This is another way that the Climate Crisis interacts with systems dynamics: it fools with the existing webs of life. Species crash is already a problem, as habitats disappear or change because of development and exploitation. The wetlands around New Orleans that used to protect the city against the force of hurricanes have disappeared, and the lack of them is an acknowledged cause of that city’s flooding. Just because we ignore how the natural world supports our lives doesn’t mean we won’t suffer when those systems collapse, even before we’ve cared enough to figure out how they interrelate and are interdependent. Destroying keystone species and otherwise shredding the web of life can affect us even in the Climate Crisis period.
As it becomes worse, the Climate Crisis can unleash the ultimate human folly: warfare.
As Mark Hertsgaard pointed out, that Pentagon study “said that by 2020, climate change could unleash a series of interlocking catastrophes including mega-droughts, mass starvation and even nuclear war as countries like China and India battle over river valleys and other sources of scarce food and water.”
Mark Mark Hertsgaard:
"The
need for such a two-track strategy of prevention and protection is gaining
acceptance from most of the world's governments. In Britain, the Department of
the Environment promises to publish its strategy for adapting to global warming
by the end of 2005.
At the most recent international
meeting on global warming, held in Buenos Aires in December, a majority of the
delegates supported the establishment of a fund to aid countries already
suffering from the early effects of global warming.

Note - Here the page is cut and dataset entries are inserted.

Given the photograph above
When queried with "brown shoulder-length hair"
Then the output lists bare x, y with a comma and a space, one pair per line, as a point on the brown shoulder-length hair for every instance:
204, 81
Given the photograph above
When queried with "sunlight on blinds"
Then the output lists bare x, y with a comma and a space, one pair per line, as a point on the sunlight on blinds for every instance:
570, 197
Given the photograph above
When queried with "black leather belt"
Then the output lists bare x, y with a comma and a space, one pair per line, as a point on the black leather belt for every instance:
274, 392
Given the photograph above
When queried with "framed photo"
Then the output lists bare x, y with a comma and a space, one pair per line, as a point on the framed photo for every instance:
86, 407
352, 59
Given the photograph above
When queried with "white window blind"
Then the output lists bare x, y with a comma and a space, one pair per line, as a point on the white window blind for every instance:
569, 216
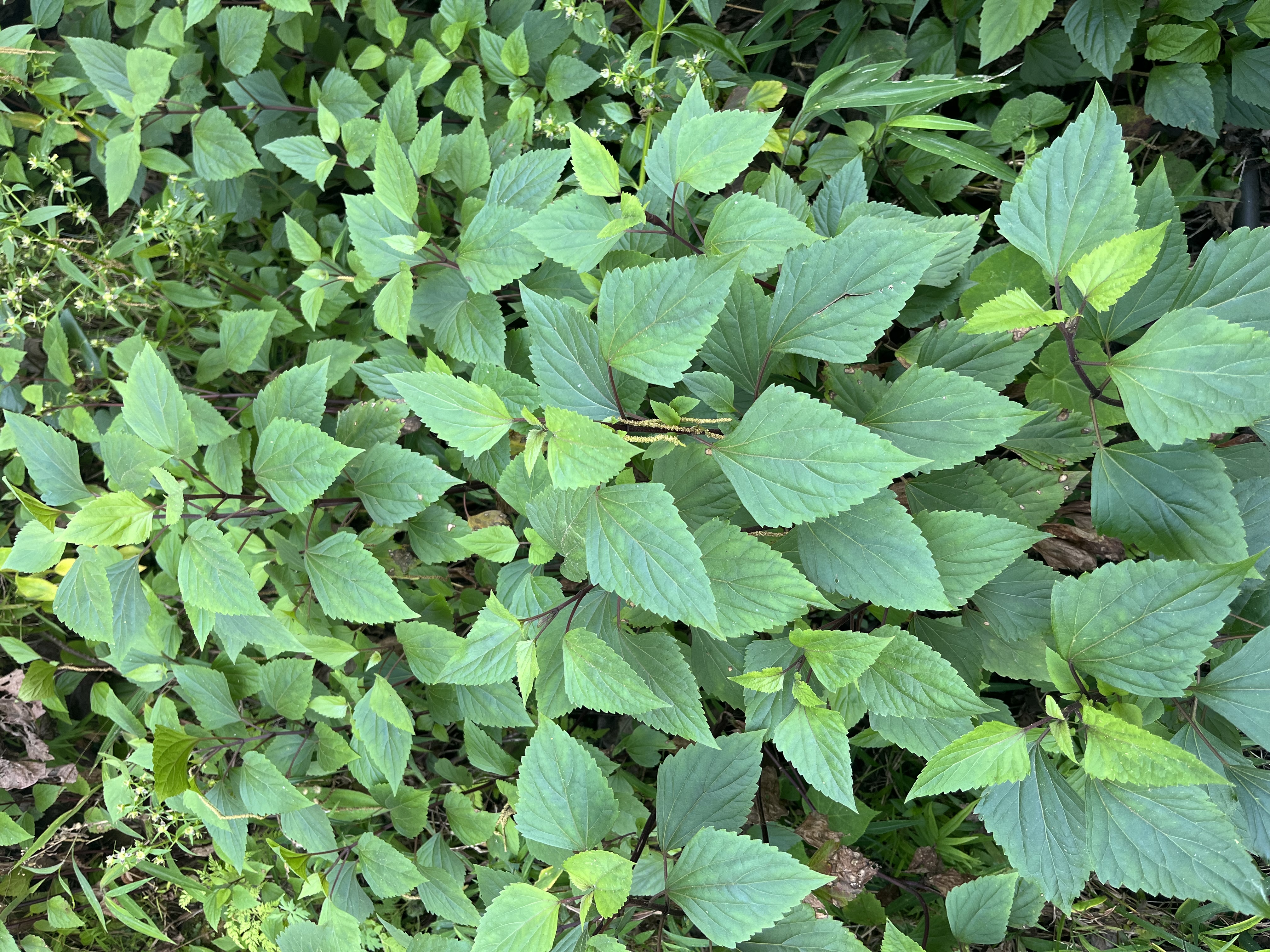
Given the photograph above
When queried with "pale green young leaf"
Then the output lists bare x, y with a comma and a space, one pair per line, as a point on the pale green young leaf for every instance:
732, 887
1107, 273
599, 678
839, 657
593, 164
496, 542
993, 753
1118, 751
606, 874
793, 459
582, 452
564, 800
1015, 310
469, 417
351, 584
111, 520
295, 462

The world community therefore
must make a strategic shift. It must expand its response to global warming to
emphasize both long-term and short-term protection. Rising sea levels and more
weather-related disasters will be a fact of life on this planet for decades to
come, and we have to get ready for them.
Among the steps needed to defend
ourselves is quick action to fortify emergency response capabilities worldwide,
to shield or relocate vulnerable coastal communities and to prepare for increased
migration flows by environmental refugees.We must also play offense. We
must retroactively shrink the amount of warming facing us by redoubling efforts
to remove existing greenhouse gases from the atmosphere and sequester them
where they are no longer dangerous."
In addition a 2004 study suggested that global heating could mean the extinction
of a million species by 2050. We need to put preventive measures beyond carbon on the Climate
Crisis agenda.
There are so many specific areas to work on that regardless of what part of this two-track thesis anyone accepts, there's work to be done. But ultimately an understanding and a working acceptance that this is a two track process is essential. Because there may yet be temptations to argue about them as either/or propositions. But this they cannot be. That's part of the test for these generations.
There's much to overcome. As Ross Gelbspan wrote, "the ignorance of the American public about global warming stands out as an indictment of the US media.” But part of the problem, along with the millions spent on disinformation and on p.r. positioning, is that people just don’t want to hear about it much---not in the way it is presented. Because it seems so hopeless. Even on these blogs, a piece on global heating is almost guaranteed to be unread.
But the emotional work to face the future must be done. Hope isn't simply something you feel. It's something you enact. Hope for the future is made in the present.